Health Secretary Sylvia Jones is “in constant communication with pediatric hospital chief executives and has offered the government’s full support to do what we can to increase their capacity,” spokeswoman Hannah Jensen said.

Seniors hospitals across the province are dealing with their own huge backlog of surgery, which includes about 200,000 procedures. The province recently announced a move to expand surgeries for adults performed in private clinics to help that backlog.

Children’s hospitals held a meeting Thursday with Ontario Health as part of a new “surgical access” table to try to figure out how to deal with the backlog of surgery, said Nash Syed, president of Children’s Hospital London Health Sciences Centre.

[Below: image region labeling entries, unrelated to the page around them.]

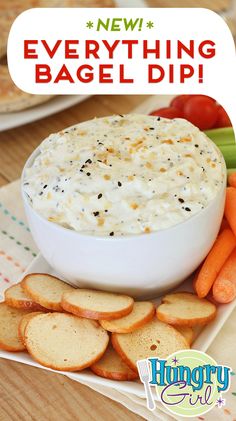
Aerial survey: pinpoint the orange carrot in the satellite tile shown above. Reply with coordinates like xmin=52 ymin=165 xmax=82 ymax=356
xmin=225 ymin=187 xmax=236 ymax=235
xmin=195 ymin=229 xmax=236 ymax=298
xmin=220 ymin=218 xmax=230 ymax=232
xmin=228 ymin=172 xmax=236 ymax=187
xmin=213 ymin=249 xmax=236 ymax=304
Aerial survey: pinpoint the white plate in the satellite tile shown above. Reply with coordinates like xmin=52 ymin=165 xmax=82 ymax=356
xmin=0 ymin=251 xmax=236 ymax=398
xmin=0 ymin=95 xmax=89 ymax=132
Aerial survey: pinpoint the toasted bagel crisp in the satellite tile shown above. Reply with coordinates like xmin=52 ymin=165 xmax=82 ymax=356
xmin=4 ymin=283 xmax=46 ymax=311
xmin=112 ymin=318 xmax=189 ymax=372
xmin=21 ymin=273 xmax=75 ymax=311
xmin=18 ymin=311 xmax=42 ymax=345
xmin=61 ymin=289 xmax=134 ymax=320
xmin=100 ymin=301 xmax=155 ymax=333
xmin=25 ymin=313 xmax=109 ymax=371
xmin=174 ymin=326 xmax=194 ymax=346
xmin=0 ymin=302 xmax=29 ymax=352
xmin=157 ymin=292 xmax=216 ymax=327
xmin=90 ymin=345 xmax=138 ymax=380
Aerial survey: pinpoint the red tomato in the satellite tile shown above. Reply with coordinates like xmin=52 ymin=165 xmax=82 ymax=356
xmin=183 ymin=95 xmax=218 ymax=130
xmin=170 ymin=95 xmax=192 ymax=111
xmin=150 ymin=107 xmax=183 ymax=119
xmin=215 ymin=105 xmax=232 ymax=128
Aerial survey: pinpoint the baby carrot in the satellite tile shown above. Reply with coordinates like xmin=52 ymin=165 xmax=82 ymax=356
xmin=212 ymin=249 xmax=236 ymax=304
xmin=228 ymin=172 xmax=236 ymax=187
xmin=225 ymin=187 xmax=236 ymax=235
xmin=195 ymin=229 xmax=236 ymax=298
xmin=220 ymin=218 xmax=230 ymax=232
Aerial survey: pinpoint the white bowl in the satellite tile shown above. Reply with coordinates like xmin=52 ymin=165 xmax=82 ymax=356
xmin=22 ymin=149 xmax=226 ymax=298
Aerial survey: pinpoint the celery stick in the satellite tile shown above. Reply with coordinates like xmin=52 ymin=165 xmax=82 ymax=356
xmin=205 ymin=127 xmax=236 ymax=147
xmin=219 ymin=145 xmax=236 ymax=168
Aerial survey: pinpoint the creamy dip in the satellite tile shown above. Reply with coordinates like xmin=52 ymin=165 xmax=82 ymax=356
xmin=23 ymin=114 xmax=225 ymax=236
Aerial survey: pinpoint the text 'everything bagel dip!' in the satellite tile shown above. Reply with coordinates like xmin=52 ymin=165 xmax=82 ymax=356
xmin=23 ymin=114 xmax=225 ymax=236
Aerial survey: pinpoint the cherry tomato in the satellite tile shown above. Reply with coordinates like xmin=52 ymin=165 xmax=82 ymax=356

The pediatric hospital said intensive care unit capacity increased during the jump by six beds for a total of 20. Four of those six new beds are being funded long-term by the province, Syed said.

The intensive care unit often ran at 130 percent at peak times, and the hospital’s emergency department reached peaks of more than 200 children a day in a space built to serve 120 patients a day.

“It’s too little,” Syed said. “We’re looking at how we’re going to rebuild our emergency department.”

The London hospital also had to cancel operations, but the move came more because of a lack of beds than a need to redeploy staff. They are now in early discussions with regional facilities to help establish a hub-and-spoke model similar to the one SickKids is working on, Syed said.

In 2020, it opened an operating theater for “minor procedures” in an effort to relieve pressure on the main one. Syed said about 100 children go through it a month, with the average time in the hospital totaling 1.5 hours.

“It’s faster than the operating room, it’s cheaper than the operating room,” Syed said. “It’s a perfect model, but we need to scale it up.”

In Ottawa, the spike has gotten so bad that Tammy DeGiovanni, senior vice president of clinical services and chief nursing officer, said finance and communications staff are helping nurses and doctors fill orders and answer phones.

CHEO reduced its operating room from eight rooms to five, allowing staff to shift to the emergency room and intensive care unit. But the volumes were so great that the hospital built a second intensive care unit, which the province has since funded to make permanent.

ICU capacity is now at 80 percent, instead of levels of 200 percent seen in the fall. And the operating room is working at full capacity again.

The hospital began sending surgeons to smaller hospitals to perform surgeries, which freed up an operating table at CHEO.

DeGiovanni was buoyed by hope after the ministry made permanent funding for the second intensive care unit, but said much more ministry change and investment was needed.

“There is a concern that both the ministry and the public will move on and that we will forget about this jump,” De Giovanni said.

“We need a constant infusion of funds for operations, we can’t just go year after year.”

“You can’t hire staff with lump sum dollars.”